La terminologie ancienne d’ « intégration » était employée, alors que la plupart des personnes subissant les discriminations étaient nées en France. Et parler d’intégration connotait davantage les devoirs que les droits. On refusait le terme de « minorité » comme connotant le « communautarisme ». « Il n’existe pas de minorité en France » prétendait-on avec superbe. Mais les dits minoritaires savaient bien que ce n’était pas vrai. Et, une nouvelle fois, on les privait du droit de pouvoir le dire.
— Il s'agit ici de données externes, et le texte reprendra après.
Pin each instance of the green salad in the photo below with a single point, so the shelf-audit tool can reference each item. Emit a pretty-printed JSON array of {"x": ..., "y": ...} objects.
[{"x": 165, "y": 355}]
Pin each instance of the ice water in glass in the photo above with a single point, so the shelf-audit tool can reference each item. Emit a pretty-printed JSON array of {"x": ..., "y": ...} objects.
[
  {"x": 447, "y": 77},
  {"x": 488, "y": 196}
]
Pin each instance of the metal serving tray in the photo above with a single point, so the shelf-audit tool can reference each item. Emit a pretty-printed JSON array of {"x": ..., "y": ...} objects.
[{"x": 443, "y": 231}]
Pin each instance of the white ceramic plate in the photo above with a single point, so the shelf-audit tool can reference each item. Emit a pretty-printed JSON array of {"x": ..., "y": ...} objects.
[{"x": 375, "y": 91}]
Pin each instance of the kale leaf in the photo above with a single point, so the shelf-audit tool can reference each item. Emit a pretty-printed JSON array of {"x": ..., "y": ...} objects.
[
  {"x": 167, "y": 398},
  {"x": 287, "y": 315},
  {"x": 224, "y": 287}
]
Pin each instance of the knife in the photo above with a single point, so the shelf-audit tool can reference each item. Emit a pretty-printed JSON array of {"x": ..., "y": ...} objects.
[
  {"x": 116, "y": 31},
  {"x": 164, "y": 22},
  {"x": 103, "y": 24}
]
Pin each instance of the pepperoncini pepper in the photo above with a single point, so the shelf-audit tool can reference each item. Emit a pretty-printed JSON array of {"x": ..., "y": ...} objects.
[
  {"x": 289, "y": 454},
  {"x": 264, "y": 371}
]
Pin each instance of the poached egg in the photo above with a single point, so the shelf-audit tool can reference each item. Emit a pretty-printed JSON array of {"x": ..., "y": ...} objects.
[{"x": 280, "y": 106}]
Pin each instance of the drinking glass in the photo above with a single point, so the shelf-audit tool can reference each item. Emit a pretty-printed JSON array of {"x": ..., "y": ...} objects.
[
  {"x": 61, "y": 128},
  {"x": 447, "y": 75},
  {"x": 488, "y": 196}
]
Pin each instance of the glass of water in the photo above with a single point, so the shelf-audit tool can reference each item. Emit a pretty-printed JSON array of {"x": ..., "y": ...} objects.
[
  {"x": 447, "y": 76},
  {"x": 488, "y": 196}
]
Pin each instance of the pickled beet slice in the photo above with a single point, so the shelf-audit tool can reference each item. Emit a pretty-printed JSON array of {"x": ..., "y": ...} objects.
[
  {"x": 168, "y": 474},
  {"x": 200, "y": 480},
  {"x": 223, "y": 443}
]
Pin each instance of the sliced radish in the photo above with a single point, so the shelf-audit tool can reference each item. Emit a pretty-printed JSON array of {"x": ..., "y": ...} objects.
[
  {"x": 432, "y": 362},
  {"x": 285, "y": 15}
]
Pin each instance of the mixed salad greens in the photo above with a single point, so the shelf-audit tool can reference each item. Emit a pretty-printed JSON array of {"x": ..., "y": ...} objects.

Enfin, 1989 fut aussi l’année de la chute du mur de Berlin. Les espoirs mis dans le Communisme avaient été particulièrement forts en France. A la différence des pays anglo-saxons, il y avait eu un transfert de religieux dans un communisme longtemps stalinien et qui avait du se désenchanter rapidement. En 1989, des ex-communistes se trouvaient en mal de religiosité séculière. Privés de leurs rêves de lendemains qui chantent, ces dévots réinvestirent leur goût de l’absolu, leur religiosité dogmatique, leurs désirs communionnels dans une république idéalisée et une laïcité identitaire qui s’imprégnait de religion civile.

La semaine prochaine : le début d’un nouveau feuilleton : L’application de la séparation de 1905.



[1] J.-P. Willaime, « La religion civile à la française et ses métamorphoses », Social Compass,  40/4, dec. 19993, 571-580.
[2] Le Nouvel Observateur, 30/11/1989.